Les concessions seront faites par des décrets rendus en conseil d’état, sur des plans levés ou sur des plans vérifiés et approuvés par les ingénieurs des Ponts et Chaussées, aux conditions qui seront prescrites par la présente loi, aux conditions qui seront établies par les règlements généraux à intervenir, et aux charges qui seront fixées à raison des circonstances locales

“Art 7” Lorsque le gouvernement fera un dessèchement , ou lorsque la concession aura été accordée, il sera formé entre les propriétaires un syndicat à l’effet de nommer les experts qui devront procéder aux estimations statuées par la présente loi. Des syndics seront nommés par le préfet, ils seront pris parmi les propriétaires les plus imposés à raison des marais à dessécher. Les syndics seront au moins au nombre de trois et, au plus au nombre de neuf, ce qui sera déterminé par l’acte de concession.

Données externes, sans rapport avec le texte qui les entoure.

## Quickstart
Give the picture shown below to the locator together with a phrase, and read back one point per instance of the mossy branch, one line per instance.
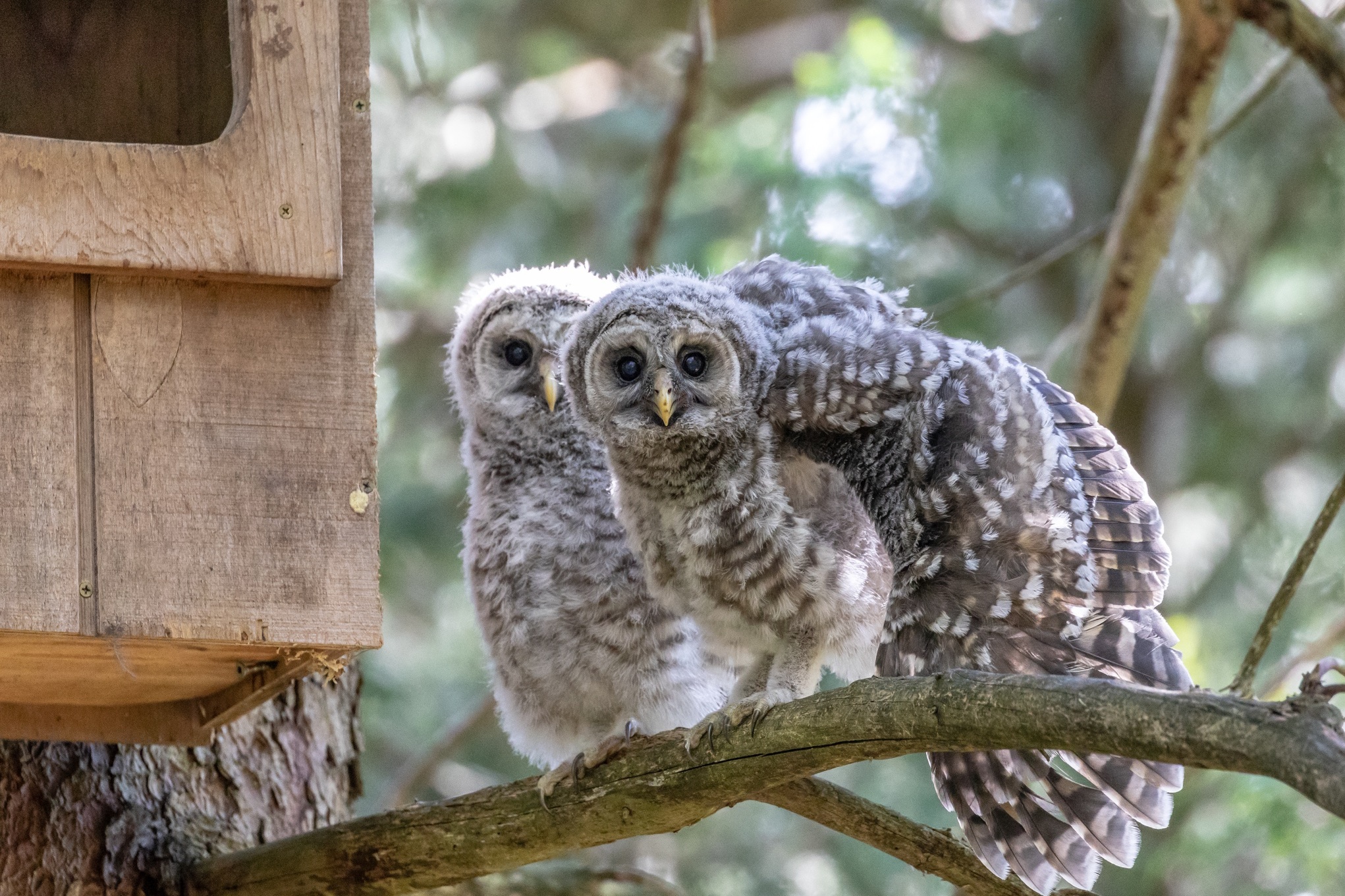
(658, 787)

La principale mission du syndicat ainsi nommé était, jadis, de désigner un expert chargé de concourir, avec celui choisi par le concessionnaire, et le tiers expert nommé par le préfet, à la délimitation du périmètre qui devait être faite, conjointement avec les ingénieurs, à la classification et à l’estimation des terrains avant le dessèchement, puis, après réception des travaux, à une seconde classification de concert avec les ingénieurs, et enfin à l’estimation des terrains desséchés d’après leur valeur nouvelle.

Enfin le décret accordant la concession constituait en outre et conformément au titre X de la loi une commission spéciale qui remplissait des fonctions administratives et contentieuses, et était appelée de plus à connaître de l’estimation avant et après le dessèchement, et des contestations relatives à la plus-value.

Depuis 1865, le syndicat prescrit par l’art 7 est maintenu, mais seulement comme représentation volontaire des propriétaires intéressés, quand la concession est accordée à un soumissionnaire étranger. Ses membres ne sont plus nommés par le préfet, ils sont élus par les intéressés suivant les prescriptions du titre IV de la loi du 20 juin 1865. La mission de ce syndicat reste limitée à la désignation de l’expert, à la délégation d’un de ses membres pour procéder à la réception des travaux et à la préparation du règlement d’administration publique destiné à en assurer l’entretien.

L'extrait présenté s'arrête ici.